Every Thursday, Kyobo Bookstore sends its newsletter, titled “Weekend Letters,” to the members of its book club. The letters are given poetic titles, such as “A Ball is Round for Everyone,” the title of a May special edition newsletter about books on soccer.
The literary scene has been rushing to catch up with the trend.
The Arts Council Korea recently started a service in which it sends a poem selected by Do Jong-hwan, a popular writer of sentimental poetry, every Monday morning to members of major literary clubs and culture reporters at vernacular newspapers.
The e-mail message comes complete with flash animation that features elaborate illustrations matching the content of the text. As the text scrolls up the screen, viewers hear the sound of the poet reading his poem to background music.
Most of the poems deal with general subjects, such as family or growing pains.
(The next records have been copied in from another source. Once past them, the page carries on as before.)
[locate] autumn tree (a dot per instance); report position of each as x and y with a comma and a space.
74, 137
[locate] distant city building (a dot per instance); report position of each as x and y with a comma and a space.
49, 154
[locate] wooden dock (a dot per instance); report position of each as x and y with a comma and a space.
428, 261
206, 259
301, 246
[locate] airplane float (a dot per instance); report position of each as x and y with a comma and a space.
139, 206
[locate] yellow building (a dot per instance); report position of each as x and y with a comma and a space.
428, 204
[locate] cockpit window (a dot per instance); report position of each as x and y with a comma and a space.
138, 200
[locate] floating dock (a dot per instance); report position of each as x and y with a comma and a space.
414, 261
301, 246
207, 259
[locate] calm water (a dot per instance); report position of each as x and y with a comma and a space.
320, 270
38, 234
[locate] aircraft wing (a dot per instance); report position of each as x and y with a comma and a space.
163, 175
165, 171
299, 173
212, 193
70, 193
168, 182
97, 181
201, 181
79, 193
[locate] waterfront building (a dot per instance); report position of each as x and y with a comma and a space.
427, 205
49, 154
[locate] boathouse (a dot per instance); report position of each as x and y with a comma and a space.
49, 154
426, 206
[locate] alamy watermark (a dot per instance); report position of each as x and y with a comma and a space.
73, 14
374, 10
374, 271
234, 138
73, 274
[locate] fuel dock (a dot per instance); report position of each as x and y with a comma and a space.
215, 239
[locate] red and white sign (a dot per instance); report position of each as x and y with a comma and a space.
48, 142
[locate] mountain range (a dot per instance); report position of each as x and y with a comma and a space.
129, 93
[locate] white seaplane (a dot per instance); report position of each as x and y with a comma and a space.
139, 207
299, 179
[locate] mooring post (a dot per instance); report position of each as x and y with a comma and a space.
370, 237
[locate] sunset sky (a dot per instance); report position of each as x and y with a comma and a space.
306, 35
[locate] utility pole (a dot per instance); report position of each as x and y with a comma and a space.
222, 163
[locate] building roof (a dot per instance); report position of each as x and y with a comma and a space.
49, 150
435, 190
The poem for the first week of May described a son clipping the toenails of his old mother who suffers from Alzheimer’s. The next was a prayer from a teacher. Last week’s was “Five Minutes,” by Na Hee-deok, about a mother waiting for her 6-year-old son in a playground. This week, Mr. Do sent a poem by Gwak Jae-gu about watching his lover washing her hair on Dano, a Korean holiday.
Inspired readers left nearly 50 comments on the council’s Web site, most asking for copies of the group’s newsletter.
“The idea came to us after we realized that it isn’t easy for a regular person to go to a bookstore and pick up a poetry book,” said Cha Chang-yong, a representative of the Arts Council Korea. “Yet we figured that people always crave poetic sensibility in their daily lives. After all, poems are meant to provide pleasure and comfort.”
The letters, though, have not been a hit with every reader. One wrote on the Web site of Go Do-won’s Morning Letter, “It does nothing more than recycle catchy phrases by famous people. I’ve blocked it as spam mail. The text was so general, so vague that its pointless to read.”